AS DECIÇÕES – Nos recursos sobre o tema, um de relatoria do ministro Rogerio Schietti Cruz (em segredo de Justiça) e o outro do ministro Sebastião Reis Júnior, o colegiado concluiu que a produção artesanal do óleo com fins terapêuticos não representa risco de lesão à saúde pública ou a qualquer outro bem jurídico protegido pela legislação antidrogas.
Os casos julgados pela turma dizem respeito a três pessoas que já usam o canabidiol – uma para transtorno de ansiedade e insônia; outra para sequelas do tratamento de câncer, e outra para insônia, ansiedade generalizada e outras enfermidades – e têm autorização da Agência Nacional de Vigilância Sanitária (Anvisa) para importar a substância. No entanto, elas alegaram dificuldade para continuar o tratamento, em razão do alto custo da importação.

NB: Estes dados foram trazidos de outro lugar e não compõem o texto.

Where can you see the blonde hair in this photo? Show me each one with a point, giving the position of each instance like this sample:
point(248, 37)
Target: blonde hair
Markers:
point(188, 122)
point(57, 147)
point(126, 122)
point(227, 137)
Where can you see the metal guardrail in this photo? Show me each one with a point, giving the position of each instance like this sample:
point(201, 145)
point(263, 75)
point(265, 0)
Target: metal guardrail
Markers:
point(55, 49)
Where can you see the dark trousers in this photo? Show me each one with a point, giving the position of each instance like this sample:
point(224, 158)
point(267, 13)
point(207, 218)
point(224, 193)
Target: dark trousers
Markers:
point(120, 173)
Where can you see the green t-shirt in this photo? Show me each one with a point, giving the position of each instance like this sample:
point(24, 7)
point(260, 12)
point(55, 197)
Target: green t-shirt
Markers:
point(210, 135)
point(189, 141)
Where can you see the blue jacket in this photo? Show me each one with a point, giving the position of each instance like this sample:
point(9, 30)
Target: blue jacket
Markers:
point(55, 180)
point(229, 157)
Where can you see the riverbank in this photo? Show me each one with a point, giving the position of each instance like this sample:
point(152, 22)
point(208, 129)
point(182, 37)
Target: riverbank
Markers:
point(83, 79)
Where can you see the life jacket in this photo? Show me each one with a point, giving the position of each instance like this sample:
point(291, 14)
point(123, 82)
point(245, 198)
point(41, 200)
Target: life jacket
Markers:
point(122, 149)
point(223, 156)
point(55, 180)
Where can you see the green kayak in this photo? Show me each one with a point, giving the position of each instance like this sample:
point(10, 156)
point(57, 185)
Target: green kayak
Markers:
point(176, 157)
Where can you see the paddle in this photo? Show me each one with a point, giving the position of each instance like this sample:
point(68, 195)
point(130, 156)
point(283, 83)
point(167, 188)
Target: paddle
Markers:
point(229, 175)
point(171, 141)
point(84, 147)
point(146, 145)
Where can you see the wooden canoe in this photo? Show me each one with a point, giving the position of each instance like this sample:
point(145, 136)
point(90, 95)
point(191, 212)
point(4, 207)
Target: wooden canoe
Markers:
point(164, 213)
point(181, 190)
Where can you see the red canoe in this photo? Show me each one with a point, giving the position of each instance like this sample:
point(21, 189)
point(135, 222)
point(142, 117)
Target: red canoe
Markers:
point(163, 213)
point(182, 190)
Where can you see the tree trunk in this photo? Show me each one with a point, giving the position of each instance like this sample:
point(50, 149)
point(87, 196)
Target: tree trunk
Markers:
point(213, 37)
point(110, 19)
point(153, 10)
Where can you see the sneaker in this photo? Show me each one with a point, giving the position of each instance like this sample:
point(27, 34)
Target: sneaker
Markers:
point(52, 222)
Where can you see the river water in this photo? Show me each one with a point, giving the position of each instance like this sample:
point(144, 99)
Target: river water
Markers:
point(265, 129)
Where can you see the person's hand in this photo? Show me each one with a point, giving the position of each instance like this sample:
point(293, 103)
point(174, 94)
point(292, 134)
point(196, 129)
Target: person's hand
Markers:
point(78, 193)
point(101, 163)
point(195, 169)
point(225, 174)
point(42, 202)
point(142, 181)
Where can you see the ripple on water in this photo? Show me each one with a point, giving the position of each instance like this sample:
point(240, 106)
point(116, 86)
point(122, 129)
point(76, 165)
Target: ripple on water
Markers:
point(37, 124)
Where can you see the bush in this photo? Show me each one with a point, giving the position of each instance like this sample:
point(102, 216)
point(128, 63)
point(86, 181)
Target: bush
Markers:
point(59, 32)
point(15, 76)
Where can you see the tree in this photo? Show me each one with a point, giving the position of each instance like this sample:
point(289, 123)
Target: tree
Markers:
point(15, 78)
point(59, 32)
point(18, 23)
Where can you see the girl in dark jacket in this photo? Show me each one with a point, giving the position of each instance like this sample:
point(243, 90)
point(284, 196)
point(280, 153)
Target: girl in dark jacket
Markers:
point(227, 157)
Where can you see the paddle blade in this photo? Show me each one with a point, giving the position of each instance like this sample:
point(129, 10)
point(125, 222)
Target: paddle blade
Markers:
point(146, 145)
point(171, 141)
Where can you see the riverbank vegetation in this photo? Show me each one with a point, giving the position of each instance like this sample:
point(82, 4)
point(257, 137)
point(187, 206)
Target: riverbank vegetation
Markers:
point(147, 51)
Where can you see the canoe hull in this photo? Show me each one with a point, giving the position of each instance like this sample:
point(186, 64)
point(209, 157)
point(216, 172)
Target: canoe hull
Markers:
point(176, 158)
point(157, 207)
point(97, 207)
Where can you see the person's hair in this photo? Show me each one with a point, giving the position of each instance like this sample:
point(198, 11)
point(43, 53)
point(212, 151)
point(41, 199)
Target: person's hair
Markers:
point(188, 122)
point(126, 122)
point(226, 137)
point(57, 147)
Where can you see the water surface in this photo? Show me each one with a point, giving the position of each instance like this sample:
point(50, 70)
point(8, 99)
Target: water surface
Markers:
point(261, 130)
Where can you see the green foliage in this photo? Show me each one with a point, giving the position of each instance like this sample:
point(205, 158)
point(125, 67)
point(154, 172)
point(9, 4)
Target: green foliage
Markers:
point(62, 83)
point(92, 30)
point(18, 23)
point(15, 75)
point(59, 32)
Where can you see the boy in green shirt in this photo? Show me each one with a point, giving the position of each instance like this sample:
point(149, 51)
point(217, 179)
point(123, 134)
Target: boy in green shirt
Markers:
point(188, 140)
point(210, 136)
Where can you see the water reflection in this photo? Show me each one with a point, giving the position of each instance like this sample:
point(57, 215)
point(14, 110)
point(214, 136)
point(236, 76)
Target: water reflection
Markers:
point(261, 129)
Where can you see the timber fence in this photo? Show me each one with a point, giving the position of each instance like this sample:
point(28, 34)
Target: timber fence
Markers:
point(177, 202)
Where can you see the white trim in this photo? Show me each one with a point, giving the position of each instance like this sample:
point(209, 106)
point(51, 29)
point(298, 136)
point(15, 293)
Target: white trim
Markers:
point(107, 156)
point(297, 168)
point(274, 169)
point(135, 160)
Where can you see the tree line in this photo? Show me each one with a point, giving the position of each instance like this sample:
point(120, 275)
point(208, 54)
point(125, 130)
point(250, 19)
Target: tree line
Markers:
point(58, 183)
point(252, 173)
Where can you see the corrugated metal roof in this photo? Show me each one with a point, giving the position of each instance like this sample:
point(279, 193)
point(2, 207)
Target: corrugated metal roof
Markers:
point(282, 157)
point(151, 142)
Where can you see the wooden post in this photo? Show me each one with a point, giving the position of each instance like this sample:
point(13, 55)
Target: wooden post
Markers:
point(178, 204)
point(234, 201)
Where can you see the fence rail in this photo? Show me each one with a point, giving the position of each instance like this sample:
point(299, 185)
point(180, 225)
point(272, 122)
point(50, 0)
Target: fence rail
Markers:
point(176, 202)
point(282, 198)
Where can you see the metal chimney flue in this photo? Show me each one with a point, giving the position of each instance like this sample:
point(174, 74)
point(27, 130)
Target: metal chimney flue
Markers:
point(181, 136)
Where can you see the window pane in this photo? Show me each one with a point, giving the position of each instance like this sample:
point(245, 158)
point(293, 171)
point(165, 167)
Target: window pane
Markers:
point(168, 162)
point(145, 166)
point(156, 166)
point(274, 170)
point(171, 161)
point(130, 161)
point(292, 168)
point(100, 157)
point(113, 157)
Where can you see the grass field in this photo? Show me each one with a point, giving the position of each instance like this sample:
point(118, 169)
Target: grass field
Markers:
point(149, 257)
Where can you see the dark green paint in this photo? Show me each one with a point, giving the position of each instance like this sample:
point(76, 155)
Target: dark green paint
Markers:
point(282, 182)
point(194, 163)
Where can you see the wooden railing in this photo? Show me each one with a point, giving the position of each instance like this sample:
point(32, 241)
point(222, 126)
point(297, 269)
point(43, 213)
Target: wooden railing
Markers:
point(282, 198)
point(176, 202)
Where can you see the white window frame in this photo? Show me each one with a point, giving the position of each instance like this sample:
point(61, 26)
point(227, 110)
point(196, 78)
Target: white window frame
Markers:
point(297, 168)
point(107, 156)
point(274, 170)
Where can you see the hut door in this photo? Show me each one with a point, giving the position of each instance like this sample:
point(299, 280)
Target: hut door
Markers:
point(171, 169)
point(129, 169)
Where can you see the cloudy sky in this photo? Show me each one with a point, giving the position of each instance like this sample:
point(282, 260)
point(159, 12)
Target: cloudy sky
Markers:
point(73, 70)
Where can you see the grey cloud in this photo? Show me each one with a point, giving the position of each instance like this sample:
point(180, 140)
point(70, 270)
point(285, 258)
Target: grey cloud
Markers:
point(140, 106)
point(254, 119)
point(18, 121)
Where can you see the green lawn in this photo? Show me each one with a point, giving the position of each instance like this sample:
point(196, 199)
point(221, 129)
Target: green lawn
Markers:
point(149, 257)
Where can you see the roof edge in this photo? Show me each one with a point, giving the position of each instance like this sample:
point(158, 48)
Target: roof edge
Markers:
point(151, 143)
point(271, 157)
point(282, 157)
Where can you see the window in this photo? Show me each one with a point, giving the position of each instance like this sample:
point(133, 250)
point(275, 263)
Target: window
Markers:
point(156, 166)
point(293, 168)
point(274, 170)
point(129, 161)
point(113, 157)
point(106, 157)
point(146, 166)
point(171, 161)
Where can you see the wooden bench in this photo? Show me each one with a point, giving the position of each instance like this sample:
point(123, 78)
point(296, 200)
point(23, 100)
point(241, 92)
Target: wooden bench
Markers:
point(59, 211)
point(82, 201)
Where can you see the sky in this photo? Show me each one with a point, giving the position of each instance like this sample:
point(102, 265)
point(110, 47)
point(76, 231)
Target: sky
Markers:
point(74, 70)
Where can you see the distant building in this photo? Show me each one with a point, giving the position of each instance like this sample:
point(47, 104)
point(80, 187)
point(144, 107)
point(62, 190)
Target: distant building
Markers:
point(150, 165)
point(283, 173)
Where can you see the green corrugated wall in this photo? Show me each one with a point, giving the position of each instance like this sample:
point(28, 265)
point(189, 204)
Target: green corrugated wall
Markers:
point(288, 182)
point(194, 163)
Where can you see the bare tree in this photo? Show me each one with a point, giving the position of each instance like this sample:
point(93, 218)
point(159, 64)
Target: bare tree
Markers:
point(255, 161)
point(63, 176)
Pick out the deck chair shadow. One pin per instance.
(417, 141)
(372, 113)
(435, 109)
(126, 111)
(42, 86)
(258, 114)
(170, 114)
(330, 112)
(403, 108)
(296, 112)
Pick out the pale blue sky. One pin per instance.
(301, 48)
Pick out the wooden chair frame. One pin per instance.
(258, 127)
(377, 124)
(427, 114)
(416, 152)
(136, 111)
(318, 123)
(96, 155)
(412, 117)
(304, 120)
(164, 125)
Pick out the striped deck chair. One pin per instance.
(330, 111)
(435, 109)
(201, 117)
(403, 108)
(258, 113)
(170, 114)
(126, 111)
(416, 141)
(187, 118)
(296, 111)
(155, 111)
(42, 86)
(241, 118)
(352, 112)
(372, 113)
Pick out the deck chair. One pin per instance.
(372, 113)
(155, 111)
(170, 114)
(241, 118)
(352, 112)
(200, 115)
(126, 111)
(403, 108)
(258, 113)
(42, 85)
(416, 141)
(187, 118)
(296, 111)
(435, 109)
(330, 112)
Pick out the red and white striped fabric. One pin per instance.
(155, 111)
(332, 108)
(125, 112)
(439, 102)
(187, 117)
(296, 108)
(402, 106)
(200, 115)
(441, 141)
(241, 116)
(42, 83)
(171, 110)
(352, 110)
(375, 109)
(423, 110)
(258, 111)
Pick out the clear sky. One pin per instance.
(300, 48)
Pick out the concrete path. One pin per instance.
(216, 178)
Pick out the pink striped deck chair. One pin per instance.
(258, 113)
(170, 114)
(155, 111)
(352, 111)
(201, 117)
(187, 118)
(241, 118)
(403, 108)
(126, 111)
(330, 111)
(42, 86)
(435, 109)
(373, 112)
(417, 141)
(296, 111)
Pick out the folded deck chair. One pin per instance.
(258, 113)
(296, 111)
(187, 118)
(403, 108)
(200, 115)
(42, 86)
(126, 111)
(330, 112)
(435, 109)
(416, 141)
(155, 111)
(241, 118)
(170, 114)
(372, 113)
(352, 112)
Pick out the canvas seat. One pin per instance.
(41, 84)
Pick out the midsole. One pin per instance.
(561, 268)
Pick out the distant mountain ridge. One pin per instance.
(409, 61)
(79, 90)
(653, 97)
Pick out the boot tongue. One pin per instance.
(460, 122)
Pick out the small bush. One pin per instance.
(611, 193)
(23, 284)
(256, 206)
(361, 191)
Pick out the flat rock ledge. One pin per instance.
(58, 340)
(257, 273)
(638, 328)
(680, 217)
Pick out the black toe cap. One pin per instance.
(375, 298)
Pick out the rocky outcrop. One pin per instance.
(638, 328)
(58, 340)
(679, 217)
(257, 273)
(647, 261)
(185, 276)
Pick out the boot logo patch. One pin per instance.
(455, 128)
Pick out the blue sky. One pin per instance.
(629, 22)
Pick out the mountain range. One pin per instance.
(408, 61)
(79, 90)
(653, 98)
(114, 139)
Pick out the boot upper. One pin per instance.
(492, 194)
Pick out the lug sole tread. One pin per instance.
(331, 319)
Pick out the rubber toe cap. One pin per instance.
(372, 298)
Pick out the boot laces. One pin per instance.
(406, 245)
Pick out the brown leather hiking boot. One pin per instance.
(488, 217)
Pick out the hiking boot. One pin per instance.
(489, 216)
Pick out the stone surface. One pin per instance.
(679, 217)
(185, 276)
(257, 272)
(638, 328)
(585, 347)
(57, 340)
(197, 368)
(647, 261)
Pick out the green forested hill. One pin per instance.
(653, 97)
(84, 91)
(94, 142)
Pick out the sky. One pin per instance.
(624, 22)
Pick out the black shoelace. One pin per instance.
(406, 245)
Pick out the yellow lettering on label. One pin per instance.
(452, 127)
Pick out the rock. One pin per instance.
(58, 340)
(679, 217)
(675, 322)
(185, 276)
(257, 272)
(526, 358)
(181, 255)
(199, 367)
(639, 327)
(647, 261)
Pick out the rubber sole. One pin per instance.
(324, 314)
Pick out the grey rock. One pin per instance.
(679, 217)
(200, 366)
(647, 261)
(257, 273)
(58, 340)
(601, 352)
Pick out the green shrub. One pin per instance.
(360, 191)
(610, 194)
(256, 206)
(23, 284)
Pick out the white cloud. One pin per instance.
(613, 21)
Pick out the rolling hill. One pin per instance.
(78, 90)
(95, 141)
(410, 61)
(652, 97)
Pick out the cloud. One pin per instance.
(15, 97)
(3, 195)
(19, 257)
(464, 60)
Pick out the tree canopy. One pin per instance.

Segundo o ministro Schietti, uma vez que a produção artesanal do óleo da Cannabis sativa se destina a fins exclusivamente terapêuticos, com base em receituário e laudo assinado por médico e chancelado pela Anvisa ao autorizar a importação, “não há dúvidas de que deve ser obstada a repressão criminal” sobre a conduta dessas pessoas.
Para o ministro Sebastião Reis Júnior, as normas penais relativas às drogas procuram tutelar a saúde da coletividade, mas esse risco não se verifica quando a medicina prescreve as plantas psicotrópicas para o tratamento de doenças.